A flauta tocava diante deles até chegarem ao Monte do Templo (a música instrumental, que já os acompanhava desde antes de entrar em Jerusalém — mencionada na Mishná 3:3 — continuava soando por toda a cidade, agora em direção ao Har haBáit, o platô sagrado onde se erguia o Templo). Ao chegarem ao Monte do Templo, mesmo o rei Agripa carregava o cesto sobre seu ombro e entrava, até chegar à Azará (este é o ponto culminante simbólico da mishná: absolutamente ninguém estava isento do gesto físico e humilde de carregar pessoalmente o próprio cesto de primícias nos ombros — nem mesmo o rei Agripa, o monarca mais ilustre do período do Segundo Templo, cuja disposição em realizar esse trabalho manual ilustrava que, diante desta mitzvá, toda hierarquia social se dissolvia). Ao chegar à Azará, os leviim entoavam em canto: "Exaltar-te-ei, Senhor, pois me elevaste, e não permitiste que meus inimigos se alegrassem à minha custa" (Tehilim 30) (a chegada final ao pátio interno do Templo — a Azará — era marcada por um canto litúrgico específico entoado pelos leviim, extraído do Salmo 30, cujo tema de elevação e salvação ressoava apropriadamente com o momento de entrega solene das primícias).
O próprio texto do mandamento em Devarim já prescreve que é o próprio trazedor — sem intermediário — quem deve carregar o cesto até a mão do cohen.
Por que insistir tanto que mesmo o rei carregasse o cesto? A resposta liga-se diretamente à linguagem da Torá: "o cohen tomará o cesto de tua mão" implica um ato pessoal, não delegável a um servo ou representante, ao menos no trecho final do percurso.
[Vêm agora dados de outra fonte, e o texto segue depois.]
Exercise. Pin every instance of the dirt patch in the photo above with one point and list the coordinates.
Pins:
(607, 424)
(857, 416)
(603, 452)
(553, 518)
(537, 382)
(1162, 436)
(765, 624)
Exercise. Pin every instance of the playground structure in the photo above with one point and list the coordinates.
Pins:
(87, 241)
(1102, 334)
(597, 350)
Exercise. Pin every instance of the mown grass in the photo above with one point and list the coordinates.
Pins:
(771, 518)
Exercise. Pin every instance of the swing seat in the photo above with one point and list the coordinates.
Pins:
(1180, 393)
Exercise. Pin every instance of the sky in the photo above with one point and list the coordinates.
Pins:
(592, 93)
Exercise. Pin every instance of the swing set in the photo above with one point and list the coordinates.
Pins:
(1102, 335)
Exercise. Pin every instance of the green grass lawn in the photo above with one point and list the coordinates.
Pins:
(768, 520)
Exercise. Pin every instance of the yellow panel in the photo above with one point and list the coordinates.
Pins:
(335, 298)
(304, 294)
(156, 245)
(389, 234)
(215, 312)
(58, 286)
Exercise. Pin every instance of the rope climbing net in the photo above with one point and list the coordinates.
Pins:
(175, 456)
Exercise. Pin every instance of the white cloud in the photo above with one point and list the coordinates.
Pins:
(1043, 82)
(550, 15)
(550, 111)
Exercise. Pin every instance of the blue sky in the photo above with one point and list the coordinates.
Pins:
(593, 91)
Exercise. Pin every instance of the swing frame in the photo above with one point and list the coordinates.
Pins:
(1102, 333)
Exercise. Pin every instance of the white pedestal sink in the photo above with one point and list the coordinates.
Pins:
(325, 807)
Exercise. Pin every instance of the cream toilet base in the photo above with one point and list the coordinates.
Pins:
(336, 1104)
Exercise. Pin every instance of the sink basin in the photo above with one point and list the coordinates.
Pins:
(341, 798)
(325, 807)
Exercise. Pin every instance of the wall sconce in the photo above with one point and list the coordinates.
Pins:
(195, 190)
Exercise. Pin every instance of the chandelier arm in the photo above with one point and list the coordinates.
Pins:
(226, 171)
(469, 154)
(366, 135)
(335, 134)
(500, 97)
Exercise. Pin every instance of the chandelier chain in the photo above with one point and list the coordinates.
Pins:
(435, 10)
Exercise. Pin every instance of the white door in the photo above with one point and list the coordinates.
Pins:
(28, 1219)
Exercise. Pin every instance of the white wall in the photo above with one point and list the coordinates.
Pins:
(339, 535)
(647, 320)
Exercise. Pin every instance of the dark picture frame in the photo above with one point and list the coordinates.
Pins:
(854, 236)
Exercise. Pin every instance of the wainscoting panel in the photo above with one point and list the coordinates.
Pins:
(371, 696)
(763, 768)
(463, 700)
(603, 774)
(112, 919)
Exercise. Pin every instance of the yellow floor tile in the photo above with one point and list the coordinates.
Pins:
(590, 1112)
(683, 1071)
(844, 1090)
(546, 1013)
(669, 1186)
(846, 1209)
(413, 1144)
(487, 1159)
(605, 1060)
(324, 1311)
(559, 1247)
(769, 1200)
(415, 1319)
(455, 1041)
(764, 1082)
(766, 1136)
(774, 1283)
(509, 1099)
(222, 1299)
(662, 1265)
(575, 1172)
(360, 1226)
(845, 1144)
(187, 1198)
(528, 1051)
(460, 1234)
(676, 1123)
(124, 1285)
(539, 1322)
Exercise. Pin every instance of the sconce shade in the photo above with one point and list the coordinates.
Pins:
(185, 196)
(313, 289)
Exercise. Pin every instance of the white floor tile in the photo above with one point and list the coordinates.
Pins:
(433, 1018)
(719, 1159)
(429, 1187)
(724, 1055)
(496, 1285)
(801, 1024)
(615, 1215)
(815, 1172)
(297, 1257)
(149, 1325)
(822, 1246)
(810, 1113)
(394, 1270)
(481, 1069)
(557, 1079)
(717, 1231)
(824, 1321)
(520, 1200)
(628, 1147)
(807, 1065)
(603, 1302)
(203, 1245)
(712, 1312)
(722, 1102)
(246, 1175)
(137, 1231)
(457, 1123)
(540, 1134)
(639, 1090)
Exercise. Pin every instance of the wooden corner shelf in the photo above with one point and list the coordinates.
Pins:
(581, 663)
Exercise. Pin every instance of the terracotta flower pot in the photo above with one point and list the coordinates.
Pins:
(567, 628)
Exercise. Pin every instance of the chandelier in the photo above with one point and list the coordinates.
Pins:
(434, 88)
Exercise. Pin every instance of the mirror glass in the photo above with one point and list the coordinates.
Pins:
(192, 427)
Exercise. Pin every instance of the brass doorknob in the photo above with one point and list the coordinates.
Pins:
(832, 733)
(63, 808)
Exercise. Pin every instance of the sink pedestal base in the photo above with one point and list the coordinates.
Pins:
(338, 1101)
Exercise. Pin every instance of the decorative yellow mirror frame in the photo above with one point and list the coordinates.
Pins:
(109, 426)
Como o Rambam explica em Hilchot Bikurim 3:12 (Halachot abaixo), embora fosse permitido entregar o cesto a um servo ou parente durante toda a extensão da viagem, ao chegar ao Monte do Templo o próprio trazedor deveria retomar o cesto e carregá-lo pessoalmente daquele ponto em diante. A menção específica do rei Agripa (que reinou sobre a Judeia no século I EC) transforma esse princípio jurídico abstrato numa imagem viva e memorável: a mitzvá de bikurim igualava, no momento de sua execução final, o mais poderoso governante ao camponês mais humilde. O canto do Salmo 30 que os leviim entoavam ao final desta mishná marca a chegada bem-sucedida à Azará, preparando a cena para as mishnayot seguintes, que descrevem o destino dos pássaros trazidos junto aos cestos (3:5) e o ritual de leitura e tenufá (3:6).
O Rambam desenvolve com mais detalhe, em Hilchot Bikurim 3:12, o princípio de que a delegação era permitida até o Monte do Templo, mas não além.
O Rambam explica o princípio geral da entrega pessoal, já discutido na Halachot acima; o Bartenura, mais econômico aqui, identifica o instrumento musical.
A linguagem da Torá é que o próprio homem carregue os bikurim e os entregue na mão do cohen. Disse o Nome, bendito seja: "e o cohen tomará o cesto de tua mão" (o Rambam extrai diretamente do texto bíblico o princípio jurídico central por trás de toda a cena: a expressão "de tua mão" no versículo exige que o ato final de entrega seja realizado pessoalmente pelo próprio dono dos bikurim, e é esse requisito textual que fundamenta a exigência de que, ao chegar ao espaço sagrado, mesmo o rei devesse carregar seu próprio cesto).
"A flauta": um tipo de instrumento musical, cujo som é ouvido a grande distância (o Bartenura acrescenta um detalhe prático sobre o instrumento mencionado repetidamente ao longo destas mishnayot: sua característica sonora de alcance amplo o tornava especialmente adequado para acompanhar e anunciar a presença de uma grande procissão em movimento por toda a extensão do caminho até Jerusalém).